Guilt
John Hayes
With our house quarantined
because of my scarlet fever
and my dad not being allowed to come home
that August was the hottest
and the longest month in history.
As I got better I amused myself
by peeling dead skin off my thighs.
It gave me something to do.
When the quarantine lifted
and my dad could come home again
he didn’t.
My Mom blamed me.
Some days I’d pedal my two wheeler
past an old trolley track into the lip of an alley
park by his dingy tailor shop.
Nine feet, seven inches wide by nineteen deep,
a place to sweat, to eat, to sleep.
It had a toilet.
I never learned where he bathed.
We never talked but he’d offer
me warm canned peaches and a spoon
then continue to sew as he listened
to Ma Perkens and the other soaps.
People said he could fix anything with needle and thread.

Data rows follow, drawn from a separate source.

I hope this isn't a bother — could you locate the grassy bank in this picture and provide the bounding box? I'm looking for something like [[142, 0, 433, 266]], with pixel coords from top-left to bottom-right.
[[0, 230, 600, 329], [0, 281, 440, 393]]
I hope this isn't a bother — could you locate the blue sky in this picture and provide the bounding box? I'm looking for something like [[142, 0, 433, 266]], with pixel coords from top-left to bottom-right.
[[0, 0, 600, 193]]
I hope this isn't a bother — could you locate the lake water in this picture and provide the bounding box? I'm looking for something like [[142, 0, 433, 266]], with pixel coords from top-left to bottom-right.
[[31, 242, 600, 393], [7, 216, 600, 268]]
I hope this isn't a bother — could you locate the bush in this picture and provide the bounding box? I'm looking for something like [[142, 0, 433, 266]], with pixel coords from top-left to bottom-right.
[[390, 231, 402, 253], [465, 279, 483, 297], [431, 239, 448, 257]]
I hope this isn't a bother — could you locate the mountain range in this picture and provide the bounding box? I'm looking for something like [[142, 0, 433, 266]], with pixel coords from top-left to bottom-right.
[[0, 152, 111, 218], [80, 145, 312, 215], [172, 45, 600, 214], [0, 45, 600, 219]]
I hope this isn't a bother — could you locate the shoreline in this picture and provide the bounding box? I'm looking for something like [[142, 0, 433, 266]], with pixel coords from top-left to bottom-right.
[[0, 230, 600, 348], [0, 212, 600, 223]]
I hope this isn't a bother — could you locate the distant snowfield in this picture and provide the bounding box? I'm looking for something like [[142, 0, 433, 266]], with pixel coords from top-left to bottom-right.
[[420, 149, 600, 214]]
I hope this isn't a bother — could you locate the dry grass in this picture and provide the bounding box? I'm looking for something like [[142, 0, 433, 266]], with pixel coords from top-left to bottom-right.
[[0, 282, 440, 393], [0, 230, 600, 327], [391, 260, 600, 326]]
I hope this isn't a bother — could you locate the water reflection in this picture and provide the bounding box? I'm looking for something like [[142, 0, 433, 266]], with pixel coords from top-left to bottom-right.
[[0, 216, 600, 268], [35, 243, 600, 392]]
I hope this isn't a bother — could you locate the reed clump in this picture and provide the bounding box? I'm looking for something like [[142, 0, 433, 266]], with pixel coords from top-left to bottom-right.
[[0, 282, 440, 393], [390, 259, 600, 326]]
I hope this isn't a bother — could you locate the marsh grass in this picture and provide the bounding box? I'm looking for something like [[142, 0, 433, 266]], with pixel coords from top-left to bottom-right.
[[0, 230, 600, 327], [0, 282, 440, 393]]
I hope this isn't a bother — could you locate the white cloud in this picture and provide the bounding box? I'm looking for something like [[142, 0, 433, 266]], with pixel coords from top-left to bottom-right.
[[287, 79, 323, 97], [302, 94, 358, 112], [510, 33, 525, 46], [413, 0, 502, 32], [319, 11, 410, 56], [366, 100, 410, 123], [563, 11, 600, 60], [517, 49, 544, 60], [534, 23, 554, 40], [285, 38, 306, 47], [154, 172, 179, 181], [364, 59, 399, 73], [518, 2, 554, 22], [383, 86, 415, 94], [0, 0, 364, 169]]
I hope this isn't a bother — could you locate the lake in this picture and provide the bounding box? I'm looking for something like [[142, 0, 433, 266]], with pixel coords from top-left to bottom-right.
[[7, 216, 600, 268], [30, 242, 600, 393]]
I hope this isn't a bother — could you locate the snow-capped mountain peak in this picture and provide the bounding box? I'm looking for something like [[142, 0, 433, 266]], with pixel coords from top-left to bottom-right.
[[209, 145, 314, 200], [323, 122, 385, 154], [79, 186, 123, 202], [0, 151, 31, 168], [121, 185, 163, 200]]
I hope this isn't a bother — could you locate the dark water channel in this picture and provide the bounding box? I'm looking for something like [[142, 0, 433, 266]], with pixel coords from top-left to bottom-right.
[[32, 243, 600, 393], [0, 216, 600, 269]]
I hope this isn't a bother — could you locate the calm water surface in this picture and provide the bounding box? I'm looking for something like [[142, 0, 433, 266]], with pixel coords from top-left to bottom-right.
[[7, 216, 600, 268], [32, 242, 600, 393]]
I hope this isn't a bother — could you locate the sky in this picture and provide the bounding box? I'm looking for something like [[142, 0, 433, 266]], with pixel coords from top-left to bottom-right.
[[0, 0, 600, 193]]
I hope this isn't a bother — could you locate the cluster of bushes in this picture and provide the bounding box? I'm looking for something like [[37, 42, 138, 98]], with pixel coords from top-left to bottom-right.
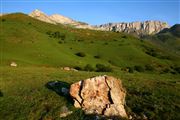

I think they meant garments.
I’d watch him awhile
then read one of the comic books
he always kept around for me.
He had a real pretty girl friend.
Her husband traveled.
She smoked a pack a day and ate expensive chocolates.
She’d give me dime tips to run errands
but never her chocolates.
She was nicer to me than my Mom
who’d hit me and yell,
“I wish you’d never been born,”
and borrow my dimes
but not repay me.
I guess I owed her.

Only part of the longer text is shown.